# F Distribution Assignment - 14 Mar 2023

## Q1. Write a Python function that takes in two arrays of data and calculates the F-value for a variance ratio test. The function should return the F-value and the corresponding p-value for the test.

In [1]:
import numpy as np
from scipy.stats import f

def variance_ratio_test(x, y):
    """
    Calculate the F-value and p-value for a variance ratio test.
    
    Args:
    x (array-like): First array of data
    y (array-like): Second array of data
    
    Returns:
    F (float): The F-value for the variance ratio test
    p_value (float): The p-value for the variance ratio test
    """
    n_x = len(x)
    n_y = len(y)
    var_x = np.var(x, ddof=1)
    var_y = np.var(y, ddof=1)
    F = var_x / var_y
    p_value = f.sf(F, n_x-1, n_y-1)
    return F, p_value

data1 = np.random.randint(100, size=(50))
data2 = np.random.randint(100, size=(50))

f_val, p_val= variance_ratio_test(data1, data2)
print("The f_value and the p_value are",f_val,"and",p_val,"respectively.")

The f_value and the p_value are 1.2085792378178393 and 0.2548851572493235 respectively.

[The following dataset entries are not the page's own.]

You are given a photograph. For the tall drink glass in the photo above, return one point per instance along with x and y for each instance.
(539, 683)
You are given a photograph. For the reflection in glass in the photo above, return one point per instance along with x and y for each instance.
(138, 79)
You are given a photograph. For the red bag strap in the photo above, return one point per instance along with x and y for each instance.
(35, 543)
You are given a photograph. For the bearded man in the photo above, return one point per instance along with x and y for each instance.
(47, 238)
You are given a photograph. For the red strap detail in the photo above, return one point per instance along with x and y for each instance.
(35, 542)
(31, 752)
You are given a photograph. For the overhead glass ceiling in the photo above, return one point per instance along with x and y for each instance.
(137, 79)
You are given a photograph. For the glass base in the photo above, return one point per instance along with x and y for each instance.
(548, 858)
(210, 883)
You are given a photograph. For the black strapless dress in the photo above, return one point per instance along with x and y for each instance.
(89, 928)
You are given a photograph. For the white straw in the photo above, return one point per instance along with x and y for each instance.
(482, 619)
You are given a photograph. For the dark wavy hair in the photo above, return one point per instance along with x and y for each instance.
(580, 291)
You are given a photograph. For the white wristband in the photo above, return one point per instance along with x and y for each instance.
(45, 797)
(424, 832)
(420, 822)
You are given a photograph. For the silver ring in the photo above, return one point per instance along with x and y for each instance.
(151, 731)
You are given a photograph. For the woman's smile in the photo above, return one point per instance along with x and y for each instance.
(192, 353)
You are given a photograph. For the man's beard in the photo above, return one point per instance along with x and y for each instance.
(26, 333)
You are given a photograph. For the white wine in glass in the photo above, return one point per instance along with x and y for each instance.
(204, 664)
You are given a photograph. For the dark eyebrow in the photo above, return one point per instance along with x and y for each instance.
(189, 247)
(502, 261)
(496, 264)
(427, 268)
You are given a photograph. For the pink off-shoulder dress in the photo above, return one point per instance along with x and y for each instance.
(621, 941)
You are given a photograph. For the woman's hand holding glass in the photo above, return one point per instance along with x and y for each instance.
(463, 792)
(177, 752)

- The function first calculates the sample variances for the two input arrays x and y using the np.var function with the ddof parameter set to 1, which specifies that the denominator of the variance calculation should be n-1 instead of n to account for the fact that we are estimating the population variance from a sample.
- The function then calculates the F-value by dividing the sample variance of x by the sample variance of y.
- Then, the function calculates the p-value for the F-value using the f.sf function from the scipy.stats module.
- The f.sf function returns the survival function, which gives the probability that a random variable with an F-distribution with the specified degrees of freedom is greater than or equal to the given F-value. To obtain the p-value, we need to subtract this probability from 1.

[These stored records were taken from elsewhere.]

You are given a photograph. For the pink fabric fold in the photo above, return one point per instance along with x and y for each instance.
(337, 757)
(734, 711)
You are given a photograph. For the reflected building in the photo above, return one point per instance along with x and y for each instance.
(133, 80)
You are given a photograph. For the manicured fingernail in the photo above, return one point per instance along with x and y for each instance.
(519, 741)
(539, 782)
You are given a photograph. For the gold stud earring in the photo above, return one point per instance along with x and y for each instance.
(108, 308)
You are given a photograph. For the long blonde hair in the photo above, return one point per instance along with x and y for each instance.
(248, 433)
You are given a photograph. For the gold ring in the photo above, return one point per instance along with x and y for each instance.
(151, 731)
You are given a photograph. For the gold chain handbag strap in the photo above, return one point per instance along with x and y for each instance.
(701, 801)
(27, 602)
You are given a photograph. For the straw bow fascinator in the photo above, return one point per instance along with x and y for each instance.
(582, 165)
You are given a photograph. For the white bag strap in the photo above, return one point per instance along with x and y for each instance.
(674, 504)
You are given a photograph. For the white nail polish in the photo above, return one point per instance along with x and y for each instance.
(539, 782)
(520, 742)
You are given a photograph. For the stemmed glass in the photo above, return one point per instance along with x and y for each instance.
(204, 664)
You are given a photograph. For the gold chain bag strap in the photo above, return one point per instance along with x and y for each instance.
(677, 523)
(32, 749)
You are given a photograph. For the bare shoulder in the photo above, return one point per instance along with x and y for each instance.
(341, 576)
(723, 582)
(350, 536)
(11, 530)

## Q2. Given a significance level of 0.05 and the degrees of freedom for the numerator and denominator of an F-distribution, write a Python function that returns the critical F-value for a two-tailed test.

In [2]:
from scipy.stats import f


def critical_f_value(alpha, dfn, dfd):
    """
    Returns the critical F-value for a two-tailed test given a significance level and 
    the degrees of freedom for the numerator and denominator of an F-distribution.

    Args:
    alpha (float): The significance level
    dfn (int): The degrees of freedom for the numerator
    dfd (int): The degrees of freedom for the denominator

    Returns:
    crit_f (float): The critical F-value
    """
    crit_f = f.ppf(alpha/2, dfn, dfd)
    return crit_f

crit_f_value = critical_f_value(0.05, 5, 4)
print("The critical F-value for a two-tailed test is", crit_f_value)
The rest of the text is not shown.